Enquanto passava os olhos sobre as páginas das revistas amareladas pelo tempo, ouvi uma conversa vinda de uma mesa próxima a que eu estava. “Ela foi secretária do JK”. Olhei para ver quem era e descobri que seu nome era Cirlene Ramos, secretária do ex-presidente por muitos anos. Antes de ir embora, me dirigi até a Dona Cirlene e me apresentei, falei do meu projeto de mestrado. “O Lacerda era Governador da Guanabara quando fui convocada para ser professora no Rio de Janeiro”. Ela me falou que guardava com carinho o telegrama da convocação. “Espere um pouco que eu vou te mostrar uma coisa”.

Dona Cirlene entrou por uma porta e, após alguns minutos, voltou com um papel. “Esta é uma carta que o Juscelino escreveu para o Lacerda, mas nunca enviou”. Olhei aquele papel e quase tive um troço.

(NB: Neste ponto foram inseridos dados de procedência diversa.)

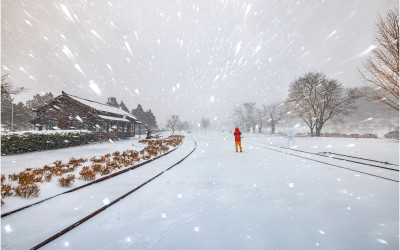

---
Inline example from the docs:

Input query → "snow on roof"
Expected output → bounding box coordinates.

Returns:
[66,94,138,121]
[99,115,130,122]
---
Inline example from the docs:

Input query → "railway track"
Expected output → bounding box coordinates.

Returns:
[1,148,177,218]
[25,141,197,249]
[247,143,399,183]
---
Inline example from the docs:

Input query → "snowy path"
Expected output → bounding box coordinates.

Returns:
[2,140,194,249]
[37,134,399,249]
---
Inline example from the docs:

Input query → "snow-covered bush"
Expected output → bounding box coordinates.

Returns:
[1,131,96,155]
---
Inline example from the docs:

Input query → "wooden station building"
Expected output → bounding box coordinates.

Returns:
[32,91,142,139]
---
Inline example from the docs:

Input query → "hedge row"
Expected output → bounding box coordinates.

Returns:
[1,131,96,155]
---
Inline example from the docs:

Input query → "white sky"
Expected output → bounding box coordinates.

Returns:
[1,0,398,127]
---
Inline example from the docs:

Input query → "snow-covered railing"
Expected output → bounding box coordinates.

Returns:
[1,130,96,155]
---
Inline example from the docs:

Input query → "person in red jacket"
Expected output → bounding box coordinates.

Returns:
[233,128,242,152]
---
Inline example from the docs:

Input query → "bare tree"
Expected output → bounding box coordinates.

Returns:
[167,115,181,134]
[359,8,399,110]
[263,103,282,134]
[286,72,360,136]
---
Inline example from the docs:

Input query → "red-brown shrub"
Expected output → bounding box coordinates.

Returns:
[14,184,40,199]
[79,167,96,181]
[101,166,112,175]
[1,184,13,198]
[91,164,103,173]
[58,174,75,187]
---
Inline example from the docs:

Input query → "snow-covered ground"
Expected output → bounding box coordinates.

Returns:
[2,133,399,249]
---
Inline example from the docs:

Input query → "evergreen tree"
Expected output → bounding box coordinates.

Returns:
[119,101,129,113]
[106,97,119,108]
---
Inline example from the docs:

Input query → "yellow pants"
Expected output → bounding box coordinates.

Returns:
[235,141,242,152]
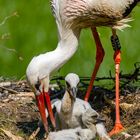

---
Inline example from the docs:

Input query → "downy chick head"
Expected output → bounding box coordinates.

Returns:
[65,73,80,99]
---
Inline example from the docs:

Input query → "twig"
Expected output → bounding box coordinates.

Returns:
[0,86,19,94]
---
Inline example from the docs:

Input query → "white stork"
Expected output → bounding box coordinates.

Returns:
[26,0,140,135]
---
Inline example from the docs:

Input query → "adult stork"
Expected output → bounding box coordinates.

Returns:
[26,0,140,135]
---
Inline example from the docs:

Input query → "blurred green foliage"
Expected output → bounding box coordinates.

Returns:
[0,0,140,78]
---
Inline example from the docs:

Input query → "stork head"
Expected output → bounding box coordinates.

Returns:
[65,73,80,100]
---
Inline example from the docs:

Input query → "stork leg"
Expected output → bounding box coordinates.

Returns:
[36,93,48,133]
[109,30,124,136]
[44,92,56,128]
[84,27,105,101]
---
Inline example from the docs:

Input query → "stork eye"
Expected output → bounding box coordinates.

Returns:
[66,81,70,87]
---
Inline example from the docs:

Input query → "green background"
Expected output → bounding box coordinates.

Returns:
[0,0,140,79]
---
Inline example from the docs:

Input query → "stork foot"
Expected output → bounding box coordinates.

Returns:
[109,123,124,136]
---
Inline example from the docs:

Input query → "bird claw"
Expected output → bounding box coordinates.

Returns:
[109,123,124,136]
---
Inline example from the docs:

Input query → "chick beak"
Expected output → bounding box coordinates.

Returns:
[36,92,56,133]
[71,87,77,100]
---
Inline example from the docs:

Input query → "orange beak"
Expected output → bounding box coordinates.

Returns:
[36,92,56,133]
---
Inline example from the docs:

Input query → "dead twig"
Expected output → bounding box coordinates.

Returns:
[0,86,19,94]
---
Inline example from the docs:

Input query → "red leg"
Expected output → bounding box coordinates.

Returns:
[44,92,56,128]
[84,27,105,101]
[36,93,48,133]
[109,32,124,136]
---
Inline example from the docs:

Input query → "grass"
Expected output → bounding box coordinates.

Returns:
[0,0,140,79]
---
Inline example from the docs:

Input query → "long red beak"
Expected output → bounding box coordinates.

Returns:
[36,92,56,133]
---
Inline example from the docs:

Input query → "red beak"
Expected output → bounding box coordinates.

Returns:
[36,92,56,133]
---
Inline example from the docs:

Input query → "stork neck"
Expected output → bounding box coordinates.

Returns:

Estava diante um documento inédito, escrito por Juscelino Kubitschek endereçada para Carlos Lacerda! Senti um arrepio. Li o escrito, fiz anotações. Era uma resposta de JK a outra carta enviada por Lacerda. Antes de ir embora, Dona Cirlene me mostrou a caderneta de telefones que JK trazia no bolso quando morreu em 1976. “Está vendo aquele ‘Cir’? Sou eu!” Dona Cirlene me disse que estava pensando em escrever um livro contando suas histórias enquanto foi secretária de Juscelino. Não sei se ela escreveu. Só sei que aquele dia que passei no Memorial JK, em julho de 2011, confirmou que a minha vocação, o meu chamado, é a História.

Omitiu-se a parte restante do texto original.